We Read
Now-A-Days Of The Ancient Festivals, Games, And Processions Of
The Greeks And Etruscans, With A Little Incredulity, Or At Least
With Little Sympathy; But How Natural And Irrepressible In Every
People Is Some Hearty And Palpable Greeting Of Nature.
The
Corybantes, the Bacchantes, the rude primitive tragedians with
their procession and goat-song, and the whole paraphernalia of
the Panathenaea, which appear so antiquated and peculiar, have
their parallel now.
The husbandman is always a better Greek than
the scholar is prepared to appreciate, and the old custom still
survives, while antiquarians and scholars grow gray in
commemorating it. The farmers crowd to the fair to-day in
obedience to the same ancient law, which Solon or Lycurgus did
not enact, as naturally as bees swarm and follow their queen.

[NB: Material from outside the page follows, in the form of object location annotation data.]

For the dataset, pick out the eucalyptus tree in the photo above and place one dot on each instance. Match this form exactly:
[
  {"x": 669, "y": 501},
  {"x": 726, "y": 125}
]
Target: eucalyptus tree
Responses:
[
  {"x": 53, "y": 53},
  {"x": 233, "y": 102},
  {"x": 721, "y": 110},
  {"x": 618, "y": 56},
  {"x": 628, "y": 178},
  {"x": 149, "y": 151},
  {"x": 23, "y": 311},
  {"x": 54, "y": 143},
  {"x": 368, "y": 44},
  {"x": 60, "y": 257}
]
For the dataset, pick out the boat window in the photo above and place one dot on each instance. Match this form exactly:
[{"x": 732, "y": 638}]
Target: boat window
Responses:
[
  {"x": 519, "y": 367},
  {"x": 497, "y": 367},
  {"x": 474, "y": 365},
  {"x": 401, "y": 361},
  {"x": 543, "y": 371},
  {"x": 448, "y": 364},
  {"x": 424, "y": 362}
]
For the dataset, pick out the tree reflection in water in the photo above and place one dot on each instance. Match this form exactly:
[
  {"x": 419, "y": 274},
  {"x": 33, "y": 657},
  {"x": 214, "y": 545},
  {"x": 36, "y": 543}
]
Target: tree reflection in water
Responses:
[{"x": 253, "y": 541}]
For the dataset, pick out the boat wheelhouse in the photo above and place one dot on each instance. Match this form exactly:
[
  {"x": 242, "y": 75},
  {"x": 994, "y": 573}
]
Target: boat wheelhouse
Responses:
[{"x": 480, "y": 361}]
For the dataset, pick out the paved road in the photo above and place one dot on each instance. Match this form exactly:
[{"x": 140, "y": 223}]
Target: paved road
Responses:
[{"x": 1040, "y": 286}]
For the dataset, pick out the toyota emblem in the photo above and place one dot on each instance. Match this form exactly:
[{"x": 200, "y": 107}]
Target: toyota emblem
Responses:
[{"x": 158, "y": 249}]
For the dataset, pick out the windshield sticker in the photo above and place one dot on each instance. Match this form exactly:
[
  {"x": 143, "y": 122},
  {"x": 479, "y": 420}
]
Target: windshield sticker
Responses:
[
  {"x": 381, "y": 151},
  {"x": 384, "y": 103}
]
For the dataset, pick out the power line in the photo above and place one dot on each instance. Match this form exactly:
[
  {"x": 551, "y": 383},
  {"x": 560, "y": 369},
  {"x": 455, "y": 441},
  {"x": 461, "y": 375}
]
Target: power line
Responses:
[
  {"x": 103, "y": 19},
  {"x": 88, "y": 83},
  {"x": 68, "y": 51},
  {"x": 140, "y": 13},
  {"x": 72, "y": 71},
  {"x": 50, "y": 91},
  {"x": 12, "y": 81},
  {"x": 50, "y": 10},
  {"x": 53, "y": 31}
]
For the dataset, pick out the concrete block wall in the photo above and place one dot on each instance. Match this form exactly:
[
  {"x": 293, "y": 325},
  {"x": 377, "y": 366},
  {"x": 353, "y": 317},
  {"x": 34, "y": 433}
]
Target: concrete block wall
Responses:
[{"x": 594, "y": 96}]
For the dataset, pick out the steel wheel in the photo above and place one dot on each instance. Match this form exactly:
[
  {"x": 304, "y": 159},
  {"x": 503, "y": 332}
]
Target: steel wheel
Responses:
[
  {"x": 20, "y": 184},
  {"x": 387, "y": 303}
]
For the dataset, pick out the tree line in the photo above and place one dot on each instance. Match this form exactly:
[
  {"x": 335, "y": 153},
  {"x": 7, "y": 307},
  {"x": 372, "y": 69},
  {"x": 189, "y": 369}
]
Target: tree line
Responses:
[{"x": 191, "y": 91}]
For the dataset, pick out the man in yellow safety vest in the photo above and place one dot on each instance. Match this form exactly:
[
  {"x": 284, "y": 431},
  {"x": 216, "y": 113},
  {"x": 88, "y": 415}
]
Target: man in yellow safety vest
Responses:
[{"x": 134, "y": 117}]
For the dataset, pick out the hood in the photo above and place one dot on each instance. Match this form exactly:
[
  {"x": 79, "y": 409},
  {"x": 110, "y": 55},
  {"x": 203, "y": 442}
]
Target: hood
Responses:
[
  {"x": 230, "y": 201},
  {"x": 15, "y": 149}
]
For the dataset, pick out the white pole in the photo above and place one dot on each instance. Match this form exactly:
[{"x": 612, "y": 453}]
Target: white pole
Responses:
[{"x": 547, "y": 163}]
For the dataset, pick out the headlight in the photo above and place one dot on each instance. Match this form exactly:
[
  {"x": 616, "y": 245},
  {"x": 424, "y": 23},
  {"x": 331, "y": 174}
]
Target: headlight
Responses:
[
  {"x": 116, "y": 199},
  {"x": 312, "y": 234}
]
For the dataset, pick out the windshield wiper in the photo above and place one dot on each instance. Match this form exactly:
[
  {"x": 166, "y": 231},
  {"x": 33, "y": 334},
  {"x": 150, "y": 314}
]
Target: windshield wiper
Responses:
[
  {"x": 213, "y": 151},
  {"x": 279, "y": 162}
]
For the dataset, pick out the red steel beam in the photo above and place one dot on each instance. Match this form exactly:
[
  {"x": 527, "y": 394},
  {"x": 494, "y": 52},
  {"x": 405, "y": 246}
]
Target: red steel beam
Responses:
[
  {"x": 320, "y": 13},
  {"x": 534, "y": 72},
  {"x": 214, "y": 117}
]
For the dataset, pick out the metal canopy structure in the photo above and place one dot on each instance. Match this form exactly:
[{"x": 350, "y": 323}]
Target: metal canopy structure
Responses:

It is worth the while to see the country's people, how they pour
into the town, the sober farmer folk, now all agog, their very
shirt and coat-collars pointing forward, - collars so broad as if
they had put their shirts on wrong end upward, for the fashions
always tend to superfluity, - and with an unusual springiness in
their gait, jabbering earnestly to one another. The more supple
vagabond, too, is sure to appear on the least rumor of such a
gathering, and the next day to disappear, and go into his hole
like the seventeen-year locust, in an ever-shabby coat, though
finer than the farmer's best, yet never dressed; come to see the
sport, and have a hand in what is going, - to know "what's the
row," if there is any; to be where some men are drunk, some
horses race, some cockerels fight; anxious to be shaking props
under a table, and above all to see the "striped pig." He
especially is the creature of the occasion.